I know, I know. It’s not silver and it’s not really a platter. More like a tray. So, to begin again: when tin trays die. Doesn’t have quite the same ring to it, does it? And you know what? I didn’t check to see what it was made from, no biting nor looking for marks. I just assumed it wasn’t silver because, hey, who leaves a silver tray out in the laneway to die?
Despite the fact that I don’t believe it was silver but don’t know for sure that it wasn’t, I’m sticking with the silver angle if only because, whimsically, I like to think there is somebody out there who rescued this item and who is currently handing somebody something on a silver platter. Either that or they’re giving it to them on a tin tray (see, it doesn’t resonate, there is no poetry).

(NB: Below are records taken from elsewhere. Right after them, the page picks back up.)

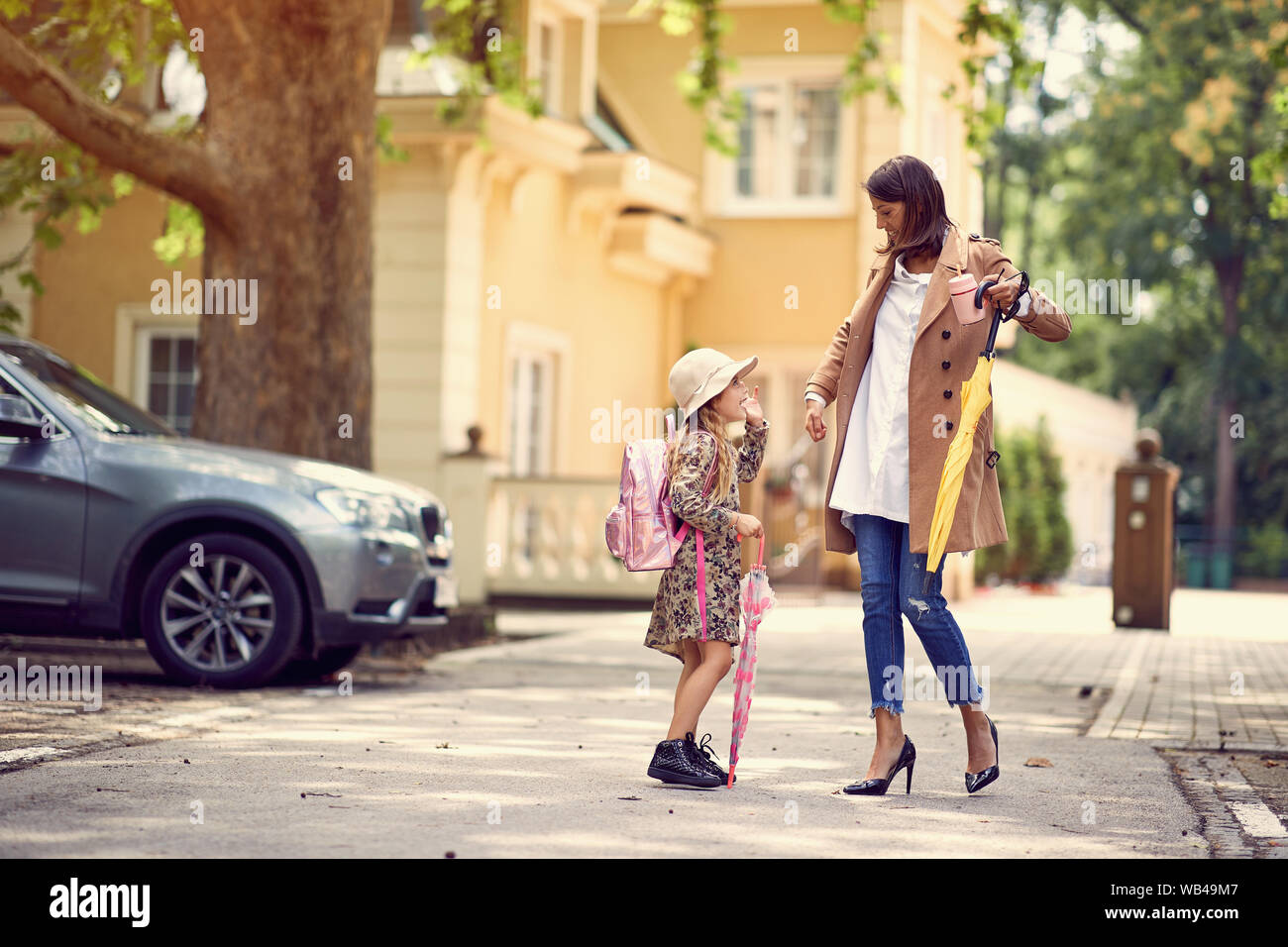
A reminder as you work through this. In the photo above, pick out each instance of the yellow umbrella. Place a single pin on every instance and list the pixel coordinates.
(975, 398)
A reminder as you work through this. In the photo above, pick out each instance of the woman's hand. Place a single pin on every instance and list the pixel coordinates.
(1003, 294)
(755, 414)
(814, 425)
(747, 525)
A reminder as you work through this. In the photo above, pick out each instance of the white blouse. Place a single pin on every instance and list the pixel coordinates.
(872, 475)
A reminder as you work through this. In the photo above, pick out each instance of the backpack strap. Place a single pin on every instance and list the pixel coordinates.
(684, 528)
(702, 558)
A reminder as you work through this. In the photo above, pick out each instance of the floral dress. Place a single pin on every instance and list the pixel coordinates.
(675, 609)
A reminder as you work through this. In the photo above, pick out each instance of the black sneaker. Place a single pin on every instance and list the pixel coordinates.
(704, 755)
(675, 764)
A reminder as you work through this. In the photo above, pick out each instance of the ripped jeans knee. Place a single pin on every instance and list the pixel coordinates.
(893, 706)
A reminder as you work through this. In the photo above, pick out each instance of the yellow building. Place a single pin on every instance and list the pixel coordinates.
(541, 287)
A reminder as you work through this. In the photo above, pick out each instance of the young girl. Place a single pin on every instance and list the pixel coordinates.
(707, 385)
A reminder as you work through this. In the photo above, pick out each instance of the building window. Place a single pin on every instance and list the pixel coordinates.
(532, 395)
(795, 145)
(814, 136)
(785, 158)
(166, 373)
(549, 60)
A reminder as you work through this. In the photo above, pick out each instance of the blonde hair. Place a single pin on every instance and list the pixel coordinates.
(707, 419)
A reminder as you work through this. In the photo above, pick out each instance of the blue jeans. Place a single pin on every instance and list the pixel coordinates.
(892, 587)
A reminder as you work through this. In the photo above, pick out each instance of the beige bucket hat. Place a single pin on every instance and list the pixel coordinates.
(702, 373)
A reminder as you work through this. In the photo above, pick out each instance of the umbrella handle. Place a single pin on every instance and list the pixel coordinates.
(997, 317)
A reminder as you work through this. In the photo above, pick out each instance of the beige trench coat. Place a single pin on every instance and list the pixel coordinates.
(944, 355)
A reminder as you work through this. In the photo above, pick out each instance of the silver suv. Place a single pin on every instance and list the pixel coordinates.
(230, 562)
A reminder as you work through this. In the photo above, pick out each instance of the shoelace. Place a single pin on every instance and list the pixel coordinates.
(706, 749)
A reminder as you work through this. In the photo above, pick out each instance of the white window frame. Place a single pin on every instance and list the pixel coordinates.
(557, 13)
(134, 324)
(720, 196)
(552, 91)
(526, 344)
(143, 337)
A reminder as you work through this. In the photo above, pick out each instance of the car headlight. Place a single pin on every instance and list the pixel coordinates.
(442, 544)
(365, 510)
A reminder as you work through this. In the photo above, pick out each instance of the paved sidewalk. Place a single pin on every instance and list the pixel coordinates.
(1218, 680)
(539, 746)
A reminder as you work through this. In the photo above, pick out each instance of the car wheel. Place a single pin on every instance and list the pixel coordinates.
(329, 661)
(231, 620)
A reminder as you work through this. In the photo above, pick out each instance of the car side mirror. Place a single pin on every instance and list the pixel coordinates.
(17, 418)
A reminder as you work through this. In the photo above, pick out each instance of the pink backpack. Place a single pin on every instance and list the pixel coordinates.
(642, 530)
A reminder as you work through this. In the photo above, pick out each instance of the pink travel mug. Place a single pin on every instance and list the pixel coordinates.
(961, 289)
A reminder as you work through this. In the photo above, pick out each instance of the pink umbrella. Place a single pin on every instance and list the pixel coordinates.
(756, 599)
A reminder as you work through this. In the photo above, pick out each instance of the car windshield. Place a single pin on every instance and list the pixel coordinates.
(89, 398)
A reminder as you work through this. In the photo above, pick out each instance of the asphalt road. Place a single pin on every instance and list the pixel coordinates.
(537, 746)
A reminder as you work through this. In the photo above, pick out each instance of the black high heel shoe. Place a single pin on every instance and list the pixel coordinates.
(877, 788)
(978, 781)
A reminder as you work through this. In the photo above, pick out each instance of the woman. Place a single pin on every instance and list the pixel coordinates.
(896, 367)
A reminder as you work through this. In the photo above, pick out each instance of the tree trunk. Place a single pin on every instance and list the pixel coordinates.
(1229, 273)
(291, 99)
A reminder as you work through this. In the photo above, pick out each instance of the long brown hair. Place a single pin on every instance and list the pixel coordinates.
(911, 180)
(707, 419)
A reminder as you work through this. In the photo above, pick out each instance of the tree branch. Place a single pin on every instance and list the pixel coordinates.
(179, 167)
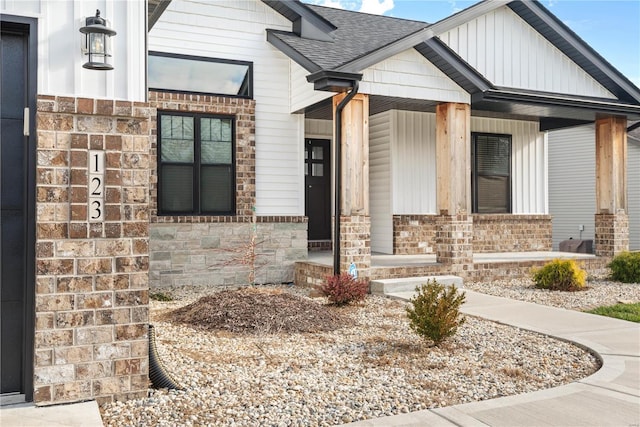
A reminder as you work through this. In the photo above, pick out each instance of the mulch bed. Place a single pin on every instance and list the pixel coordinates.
(256, 311)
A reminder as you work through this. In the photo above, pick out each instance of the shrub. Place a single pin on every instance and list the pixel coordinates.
(625, 267)
(435, 314)
(560, 275)
(343, 289)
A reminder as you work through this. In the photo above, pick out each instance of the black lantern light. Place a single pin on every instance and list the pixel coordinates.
(97, 43)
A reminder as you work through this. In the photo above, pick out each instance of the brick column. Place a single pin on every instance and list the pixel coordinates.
(355, 222)
(92, 283)
(454, 243)
(612, 234)
(611, 221)
(454, 232)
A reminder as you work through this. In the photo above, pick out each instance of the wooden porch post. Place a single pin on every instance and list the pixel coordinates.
(611, 222)
(355, 222)
(454, 235)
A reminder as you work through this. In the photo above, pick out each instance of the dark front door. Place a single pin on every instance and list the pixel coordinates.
(318, 188)
(16, 293)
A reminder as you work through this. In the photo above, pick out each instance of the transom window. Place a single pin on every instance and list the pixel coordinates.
(196, 158)
(169, 72)
(491, 173)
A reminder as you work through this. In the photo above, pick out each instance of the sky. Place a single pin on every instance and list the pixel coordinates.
(611, 27)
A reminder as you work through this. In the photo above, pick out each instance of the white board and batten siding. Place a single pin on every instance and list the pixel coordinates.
(60, 57)
(403, 168)
(380, 182)
(572, 185)
(633, 192)
(236, 30)
(410, 75)
(510, 53)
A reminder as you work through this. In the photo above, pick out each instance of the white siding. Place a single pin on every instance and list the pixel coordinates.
(572, 185)
(237, 30)
(380, 182)
(411, 75)
(413, 162)
(321, 129)
(509, 52)
(633, 193)
(60, 58)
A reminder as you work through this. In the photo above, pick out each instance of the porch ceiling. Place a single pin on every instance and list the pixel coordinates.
(323, 110)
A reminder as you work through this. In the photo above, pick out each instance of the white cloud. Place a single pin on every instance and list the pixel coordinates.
(454, 6)
(336, 4)
(376, 7)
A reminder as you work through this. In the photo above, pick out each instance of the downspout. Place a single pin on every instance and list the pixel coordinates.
(338, 175)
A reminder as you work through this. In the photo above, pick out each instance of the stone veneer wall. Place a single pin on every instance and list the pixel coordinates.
(511, 233)
(91, 302)
(221, 254)
(221, 250)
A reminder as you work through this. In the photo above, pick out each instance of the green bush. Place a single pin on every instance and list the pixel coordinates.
(435, 311)
(343, 289)
(560, 275)
(625, 267)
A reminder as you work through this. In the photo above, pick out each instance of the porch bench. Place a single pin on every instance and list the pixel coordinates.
(408, 284)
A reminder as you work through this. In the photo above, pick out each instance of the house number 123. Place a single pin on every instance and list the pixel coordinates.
(96, 186)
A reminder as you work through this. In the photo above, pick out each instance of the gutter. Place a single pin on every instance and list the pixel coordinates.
(336, 81)
(338, 175)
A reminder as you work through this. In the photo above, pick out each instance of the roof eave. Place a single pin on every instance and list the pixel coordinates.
(303, 61)
(575, 48)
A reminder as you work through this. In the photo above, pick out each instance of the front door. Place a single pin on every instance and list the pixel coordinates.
(317, 166)
(16, 209)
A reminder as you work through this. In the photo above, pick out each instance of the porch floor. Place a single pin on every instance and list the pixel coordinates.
(486, 266)
(384, 260)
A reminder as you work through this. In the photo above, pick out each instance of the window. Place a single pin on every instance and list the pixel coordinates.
(196, 158)
(491, 173)
(194, 74)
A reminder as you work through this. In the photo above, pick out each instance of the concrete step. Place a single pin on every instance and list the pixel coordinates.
(408, 284)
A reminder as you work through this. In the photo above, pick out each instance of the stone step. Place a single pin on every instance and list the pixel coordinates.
(408, 284)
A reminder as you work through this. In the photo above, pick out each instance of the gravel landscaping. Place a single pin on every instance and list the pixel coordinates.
(371, 367)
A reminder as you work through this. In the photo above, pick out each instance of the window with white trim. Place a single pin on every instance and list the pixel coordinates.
(491, 173)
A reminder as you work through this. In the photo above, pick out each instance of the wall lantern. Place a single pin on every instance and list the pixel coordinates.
(97, 43)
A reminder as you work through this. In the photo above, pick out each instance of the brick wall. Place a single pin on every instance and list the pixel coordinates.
(222, 254)
(91, 303)
(222, 250)
(612, 234)
(414, 234)
(511, 233)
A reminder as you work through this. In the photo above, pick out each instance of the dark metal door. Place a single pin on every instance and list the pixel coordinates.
(14, 295)
(317, 165)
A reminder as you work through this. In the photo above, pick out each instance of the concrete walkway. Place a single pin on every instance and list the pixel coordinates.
(610, 397)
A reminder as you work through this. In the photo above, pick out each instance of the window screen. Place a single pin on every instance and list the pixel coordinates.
(196, 164)
(491, 174)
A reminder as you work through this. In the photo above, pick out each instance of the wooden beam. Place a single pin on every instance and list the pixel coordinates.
(611, 160)
(355, 155)
(453, 162)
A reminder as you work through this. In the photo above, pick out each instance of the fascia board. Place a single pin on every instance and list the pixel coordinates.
(379, 55)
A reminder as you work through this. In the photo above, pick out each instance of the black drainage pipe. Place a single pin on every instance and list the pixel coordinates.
(158, 374)
(338, 176)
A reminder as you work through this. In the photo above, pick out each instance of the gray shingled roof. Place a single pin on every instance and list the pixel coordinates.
(357, 35)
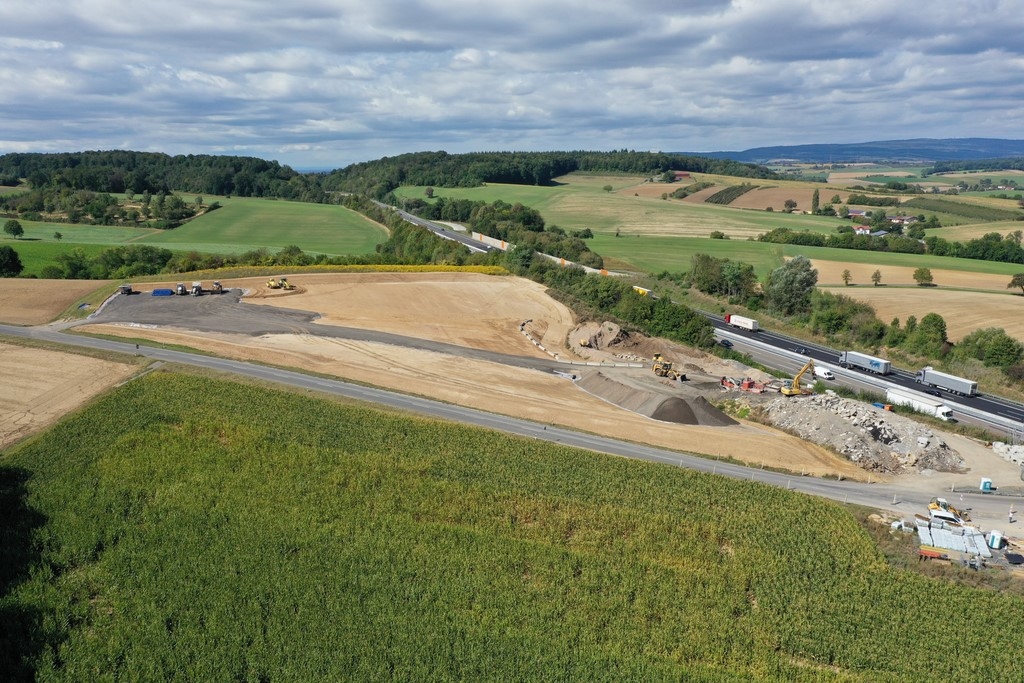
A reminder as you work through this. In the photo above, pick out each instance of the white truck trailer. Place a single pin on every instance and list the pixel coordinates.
(741, 322)
(864, 361)
(924, 404)
(950, 383)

I can’t help thinking there is a lesson to be learnt here, a take-away message, no less, highlighted by my attitude towards the silver platter. For instance, I cling to what is most aesthetically, emotionally pleasing – the idea of the silver platter – while resisting the urge to investigate too closely whether or not it is indeed a silver platter because, sub-consciously, I know it is not a silver platter even though there is at least a possibility, albeit remote, that it is actually a silver platter – which is what I want. So, in order to forestall disappointment, I eliminate entirely any chance of fulfilment.
Isn’t this rather how ideology works? We subscribe to the Big Idea – that we live in a democracy with equal rights and freedoms, for instance – without investigating too closely whether or not this Idea is true in reality (only ratbags do that – why don’t they go and form their own country/religion/club instead of spoiling it for the rest of us?) because we know, deep down, that it is fatally flawed, although if we did examine it more closely, more carefully, we might just discover that the Idea does indeed have real value after all and is most certainly worth picking up and keeping.
Either that or we should simply leave it lying in a laneway once and for all.